Substitute $\dfrac{{k{q_1}}}{{{r_1}}}$ for ${V_1}$ and $\dfrac{{k{q_2}}}{{{r_2}}}$ for ${V_2}$ in equation (2).
$\dfrac{{k{q_1}}}{{{r_1}}} = \dfrac{{k{q_2}}}{{{r_2}}}$
$\Rightarrow \dfrac{{{q_1}}}{{{q_2}}} = \dfrac{{{r_1}}}{{{r_2}}}$
Substitute $q - {q_2}$ for ${q_1}$ , $1\,{\text{cm}}$ for ${r_1}$ and $3\,{\text{cm}}$ for ${r_2}$ in the above equation.
$\Rightarrow \dfrac{{q - {q_2}}}{{{q_2}}} = \dfrac{{1\,{\text{cm}}}}{{3\,{\text{cm}}}}$
$\Rightarrow 3\left( {q - {q_2}} \right) = {q_2}$
$\Rightarrow 3q - 3{q_2} = {q_2}$
$\Rightarrow {q_2} + 3{q_2} = 3q$
$\Rightarrow 4{q_2} = 3q$
$\Rightarrow {q_2} = \dfrac{3}{4}q$
Substitute $4 \times {10^{ - 2}}\,{\text{C}}$ for $q$ in the above equation.
$\Rightarrow {q_2} = \dfrac{3}{4}\left( {4 \times {{10}^{ - 2}}\,{\text{C}}} \right)$
$\therefore {q_2} = 3 \times {10^{ - 2}}\,{\text{C}}$

Therefore, the charge on the bigger sphere is $3 \times {10^{ - 2}}\,{\text{C}}$ .Hence, the correct option is A.
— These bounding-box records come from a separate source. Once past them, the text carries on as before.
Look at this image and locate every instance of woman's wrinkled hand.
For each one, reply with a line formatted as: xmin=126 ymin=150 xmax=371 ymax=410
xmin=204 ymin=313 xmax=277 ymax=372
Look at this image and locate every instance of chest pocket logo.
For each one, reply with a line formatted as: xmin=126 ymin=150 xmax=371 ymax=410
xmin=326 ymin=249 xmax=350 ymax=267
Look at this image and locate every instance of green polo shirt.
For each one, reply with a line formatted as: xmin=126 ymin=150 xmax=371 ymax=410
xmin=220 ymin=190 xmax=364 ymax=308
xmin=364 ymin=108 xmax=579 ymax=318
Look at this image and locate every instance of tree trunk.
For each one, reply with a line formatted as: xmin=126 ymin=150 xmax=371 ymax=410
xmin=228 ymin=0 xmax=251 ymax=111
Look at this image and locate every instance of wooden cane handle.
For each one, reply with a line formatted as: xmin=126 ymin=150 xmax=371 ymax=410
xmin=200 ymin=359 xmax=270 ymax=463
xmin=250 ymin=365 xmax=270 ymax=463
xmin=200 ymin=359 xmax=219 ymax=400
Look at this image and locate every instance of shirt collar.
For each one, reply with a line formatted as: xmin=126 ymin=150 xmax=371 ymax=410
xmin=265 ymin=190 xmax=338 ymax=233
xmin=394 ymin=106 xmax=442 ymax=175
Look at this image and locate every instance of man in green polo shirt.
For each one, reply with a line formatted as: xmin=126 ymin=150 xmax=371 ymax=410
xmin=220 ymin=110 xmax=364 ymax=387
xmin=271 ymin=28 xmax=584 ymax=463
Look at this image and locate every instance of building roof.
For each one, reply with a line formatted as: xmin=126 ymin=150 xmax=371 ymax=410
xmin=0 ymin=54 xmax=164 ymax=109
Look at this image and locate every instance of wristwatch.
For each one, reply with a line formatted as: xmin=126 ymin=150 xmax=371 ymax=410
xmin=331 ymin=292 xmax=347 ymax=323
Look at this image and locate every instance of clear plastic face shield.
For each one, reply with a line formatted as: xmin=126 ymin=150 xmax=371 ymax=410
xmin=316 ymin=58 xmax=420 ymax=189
Note: One can also solve the same question by another method. One can determine the resultant potential and the resultant charge on both the metallic spheres and then using this resultant potential and the charge one can determine the charge on the bigger sphere which will be the required final answer.